McEwen argues that he only lost that race because the conservative vote was split among several candidates, a division that allowed Schmidt to sneak through. This time he is the lone challenger to Schmidt and -- in theory -- will unite the conservative base behind him. But beating an incumbent -- even one who has struggled like Schmidt -- is no easy task. McEwen has, however, stayed financially competitive with Schmidt thanks to more than $130,000 in personal donations.
Although Democrat Paul Hackett nearly upset Schmidt in last year's special election, he turned down entreaties from party leaders to run again after deciding to drop from the Senate primary. As a result, the Republican victor today will have little trouble holding the seat in the fall.
*Ohio's 4th District: What started as a cakewalk for state Sen Jim Jordan has turned into a battle royale as free-spending businessman Frank Guglielmi has pulled into a dead-heat with the Republican frontrunner. Guglielmi has poured $1.5 million into his campaign -- a massive total for a House race, and one that has put Jordan, who had raised $672,000 as of April 14, back on his heels. This district, which is being vacated by Rep. MIke Oxley, went for President Bush by 25 points in 2004 and will not be seriously contested in the fall.
*Ohio's 13th District: The Democratic primary to replace Rep.
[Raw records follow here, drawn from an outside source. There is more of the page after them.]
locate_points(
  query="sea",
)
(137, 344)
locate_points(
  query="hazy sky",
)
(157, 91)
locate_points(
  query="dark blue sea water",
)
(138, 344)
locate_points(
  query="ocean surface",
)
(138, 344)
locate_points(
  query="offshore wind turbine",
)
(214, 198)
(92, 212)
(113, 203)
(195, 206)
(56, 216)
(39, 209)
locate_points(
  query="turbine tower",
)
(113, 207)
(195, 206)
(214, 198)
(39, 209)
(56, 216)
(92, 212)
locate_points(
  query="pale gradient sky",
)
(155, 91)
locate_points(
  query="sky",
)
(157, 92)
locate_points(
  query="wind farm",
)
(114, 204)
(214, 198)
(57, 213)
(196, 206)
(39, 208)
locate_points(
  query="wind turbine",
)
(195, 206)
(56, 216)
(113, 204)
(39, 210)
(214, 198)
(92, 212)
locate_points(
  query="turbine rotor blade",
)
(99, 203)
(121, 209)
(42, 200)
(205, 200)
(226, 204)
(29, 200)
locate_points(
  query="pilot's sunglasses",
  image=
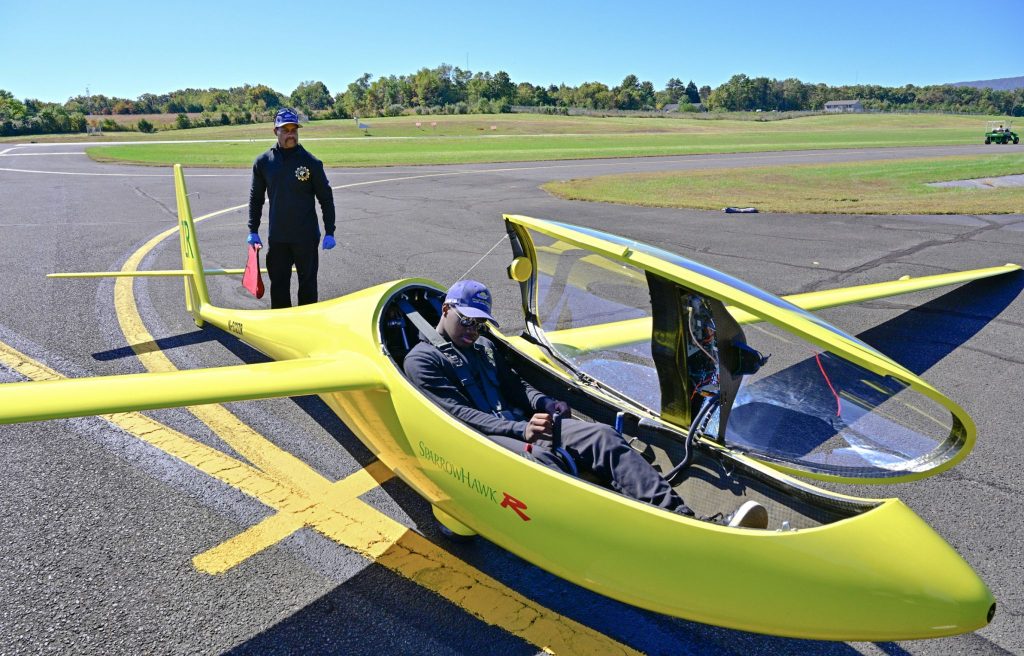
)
(466, 321)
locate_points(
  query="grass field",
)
(869, 187)
(536, 137)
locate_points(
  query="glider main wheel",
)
(453, 528)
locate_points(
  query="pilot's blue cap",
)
(285, 117)
(472, 299)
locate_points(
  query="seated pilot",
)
(485, 393)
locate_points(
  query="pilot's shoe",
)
(750, 515)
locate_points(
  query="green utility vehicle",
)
(999, 132)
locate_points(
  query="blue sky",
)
(124, 49)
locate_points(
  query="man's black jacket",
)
(431, 372)
(293, 178)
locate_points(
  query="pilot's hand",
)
(557, 408)
(539, 426)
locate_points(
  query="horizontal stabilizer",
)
(83, 397)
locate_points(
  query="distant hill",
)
(1001, 84)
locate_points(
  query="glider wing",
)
(83, 397)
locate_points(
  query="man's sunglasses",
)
(466, 321)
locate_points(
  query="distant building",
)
(844, 105)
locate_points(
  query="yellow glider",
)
(653, 344)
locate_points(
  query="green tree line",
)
(448, 89)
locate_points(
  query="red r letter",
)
(516, 505)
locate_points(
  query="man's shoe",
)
(750, 515)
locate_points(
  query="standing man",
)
(292, 177)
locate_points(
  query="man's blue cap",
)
(472, 299)
(285, 117)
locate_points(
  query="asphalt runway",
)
(101, 526)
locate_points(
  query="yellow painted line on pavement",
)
(303, 497)
(348, 521)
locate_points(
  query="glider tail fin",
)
(197, 294)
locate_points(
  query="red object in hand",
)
(252, 279)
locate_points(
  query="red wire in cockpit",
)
(839, 405)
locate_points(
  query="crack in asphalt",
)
(160, 203)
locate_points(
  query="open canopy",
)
(667, 334)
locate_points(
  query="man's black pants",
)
(281, 256)
(599, 448)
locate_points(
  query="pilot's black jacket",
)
(429, 369)
(596, 447)
(293, 178)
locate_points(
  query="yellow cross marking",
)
(304, 498)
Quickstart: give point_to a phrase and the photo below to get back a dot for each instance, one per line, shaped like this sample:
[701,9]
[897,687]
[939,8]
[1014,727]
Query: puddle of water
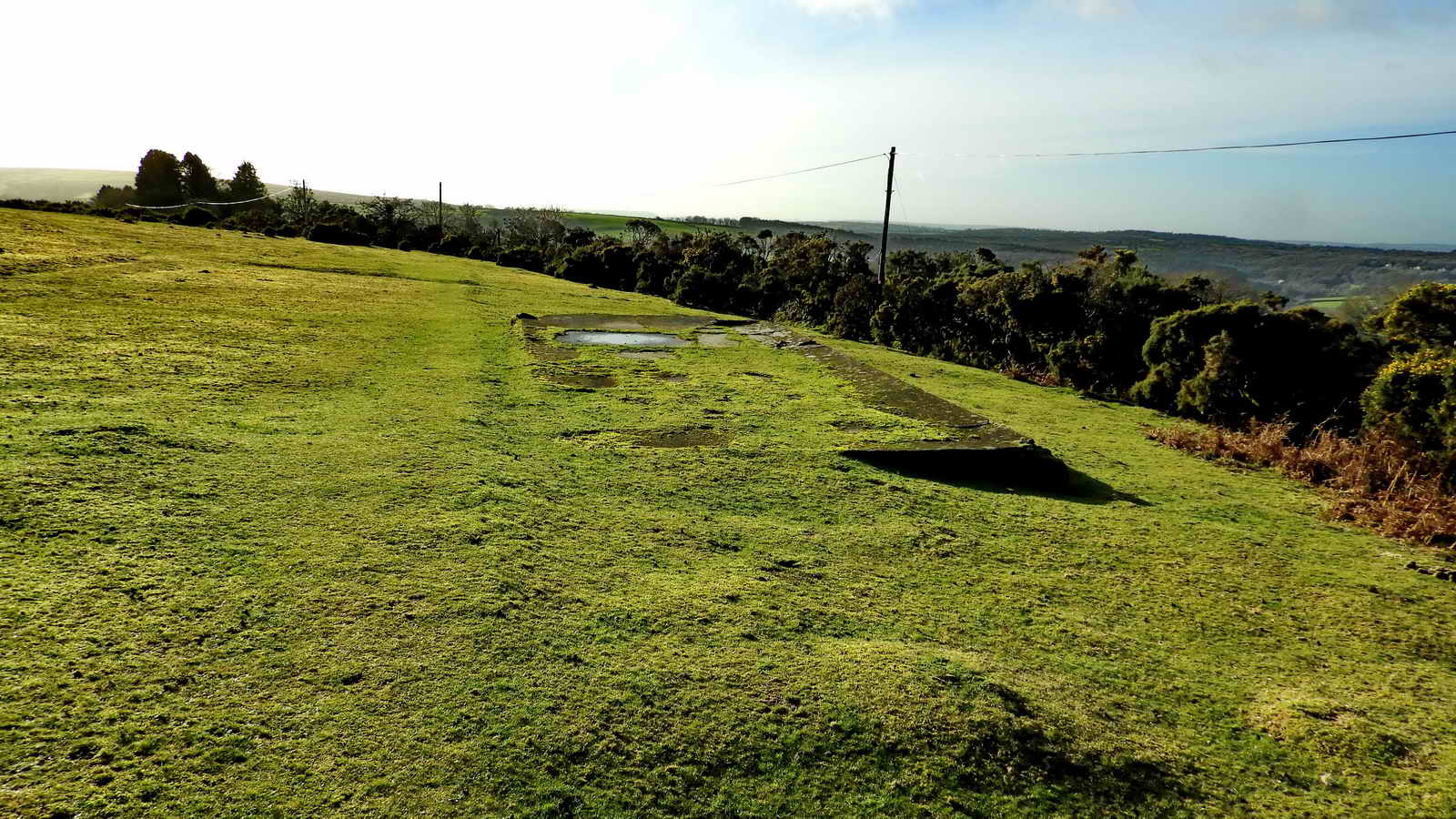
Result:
[543,351]
[674,439]
[717,339]
[590,380]
[621,339]
[611,321]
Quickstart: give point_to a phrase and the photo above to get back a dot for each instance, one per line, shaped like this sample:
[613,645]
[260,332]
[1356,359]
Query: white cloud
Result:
[858,9]
[1098,9]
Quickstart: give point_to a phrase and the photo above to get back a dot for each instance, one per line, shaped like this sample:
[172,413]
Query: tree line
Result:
[164,179]
[1101,324]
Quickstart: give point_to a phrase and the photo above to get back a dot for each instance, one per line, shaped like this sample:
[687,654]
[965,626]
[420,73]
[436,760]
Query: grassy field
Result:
[1327,305]
[293,530]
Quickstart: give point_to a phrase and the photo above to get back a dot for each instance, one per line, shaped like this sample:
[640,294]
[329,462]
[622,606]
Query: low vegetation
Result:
[298,530]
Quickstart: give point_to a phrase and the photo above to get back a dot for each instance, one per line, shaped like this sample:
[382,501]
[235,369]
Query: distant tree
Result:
[468,220]
[392,217]
[159,179]
[109,196]
[197,179]
[642,230]
[300,207]
[1421,317]
[245,186]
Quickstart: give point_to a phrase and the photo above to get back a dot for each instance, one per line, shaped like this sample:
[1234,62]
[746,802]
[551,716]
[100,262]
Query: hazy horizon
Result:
[648,106]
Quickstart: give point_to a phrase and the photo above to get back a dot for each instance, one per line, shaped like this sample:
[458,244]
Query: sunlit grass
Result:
[298,530]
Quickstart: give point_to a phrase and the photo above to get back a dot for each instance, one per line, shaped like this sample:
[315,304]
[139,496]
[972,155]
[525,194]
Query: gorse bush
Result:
[1420,318]
[1242,361]
[1414,399]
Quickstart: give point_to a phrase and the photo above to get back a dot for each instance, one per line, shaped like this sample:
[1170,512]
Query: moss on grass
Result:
[298,530]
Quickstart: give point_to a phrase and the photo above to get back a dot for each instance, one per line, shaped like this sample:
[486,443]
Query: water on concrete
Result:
[621,339]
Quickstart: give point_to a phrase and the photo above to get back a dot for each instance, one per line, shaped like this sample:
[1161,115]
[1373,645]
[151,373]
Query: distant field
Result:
[295,530]
[57,184]
[618,225]
[1331,303]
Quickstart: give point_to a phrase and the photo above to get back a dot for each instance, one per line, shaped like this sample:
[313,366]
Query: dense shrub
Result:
[1242,361]
[1378,481]
[337,235]
[197,217]
[1421,317]
[524,258]
[1414,399]
[604,263]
Sherrod Brown -- the party's nominee against Sen. Mike DeWine (R) this fall -- features four legitimate candidates: former Rep. Tom Sawyer, 2004 14th district nominee Capri Cafaro, attorney Betty Sutton and former Cleveland city councilman Gary Kucinich (brother of Rep. Dennis Kucinich of Ohio's 10th District).
Democratic strategists say the race has come down to Sawyer, who held a seat in Congress from 1986 until 2002, and Sutton, who has been bolstered by the strong involvement of EMILY's List. While Sawyer began the race with a considerable name identification edge over Sutton, he has raised just over $50,000 -- a platry sum compared with the $420,000 Sutton has raised. The X-factor is Cafaro, who has donated more than $1 million of her own money to the campaign. Republicans believe that if the controversial Cafaro manages to win the nomination they have a very good chance of taking the seat in the fall, despite the fact that Kerry won there by 12 points in 2004. Lorain Mayor Craig Foltin is the likely Republican nominee.